He was hot on the scent, turning back the wheels of time. He found the hitherto unknown names of four of the ancient kings of Egypt, the first men who could lay claim to rule the tribes, the men who figure before the first Dynasty. He was pushing civilization back, and yet farther back. Whereas others set the limit of the civilization of Egypt as five thousand years, he added another fifty centuries to it, doubled the life of the civilization that flourished and decayed and flourished and decayed many times in the valley of the Nile.
Came a day when his eyes lit up at the unusual in a piece of pottery, not that it was so wondrously beautiful, but because the markings on it linked it up with Crete far away to the north in the middle of the Mediterranean, proving that intercourse existed between the two peoples in those dim ages.
The native diggers cast casual glances at the jar. They were not particularly interested. To them it was merely an ordinary piece of pottery.
If that same piece of earthenware were placed in a china shop in London to-day with the rest of the oddments of china, and marked at five shillings, no one would trouble to buy it, unless by chance he possessed expert knowledge.
It seems remarkable that this piece of pottery, so fragile that a moderate blow would shatter it, should have survived for all these thousands of years. The ancient potter who shaped the soft clay and baked it until it was hard was indeed working for posterity. He little knew, as the jar grew under his nimble fingers, how many centuries would elapse and find it still as perfect as when he took it from the fire; nor could he guess how much his little jar, which he moulded so cunningly, would tell to the brilliant man who found it.
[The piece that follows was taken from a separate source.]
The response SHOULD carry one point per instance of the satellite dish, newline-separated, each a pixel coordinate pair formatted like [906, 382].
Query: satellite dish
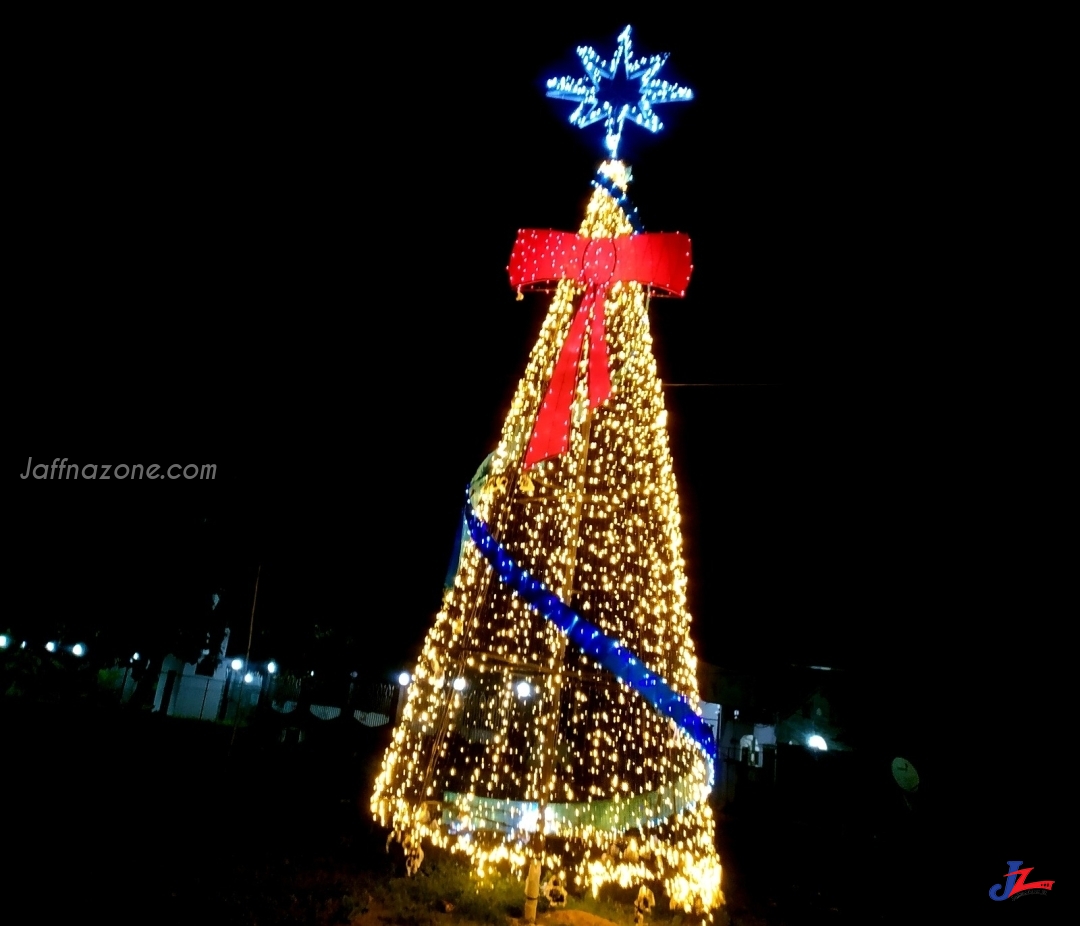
[905, 775]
Fate ordained that his handiwork should be buried in a grave, and there remain in absolute security until the centuries brought the right man along to unearth it.
It was but a Cretan pot in an Egyptian grave, but that little pot for a time made scholars wonder whether the civilization of Egypt was founded on a far older civilization which came from Crete, the little island in the Mediterranean.
CHAPTER IV
The men who are digging history out of the earth with pick and shovel rely upon something more than chance to obtain their results. The general idea of a man casually strolling out into the desert, and uncovering a city which has never been heard of, has little relation to the facts. It would be just as reasonable to start fishing for Japanese pearls in the middle of the Atlantic Ocean, as to start blindly digging through the sands of Egypt in the hope that something would turn up.
Ancient monuments, papyri and wall-paintings, even the legends of the country, are carefully considered with a view to finding a clue to the past. The sites of the ancient tombs and palaces and cities have gradually been located, and the explorers naturally select a spot which holds out some prospect of success. They generally have a definite object in view when they start their search. For instance, Lord Carnarvon and Mr. Howard Carter were hoping to find another tomb when they came across that of Tutankhamen. When Maspero made his discovery of so many of the Pharaohs about forty years ago, the mummy of Tutankhamen was missing, and there was accordingly the possibility that some diligent man might eventually unearth it.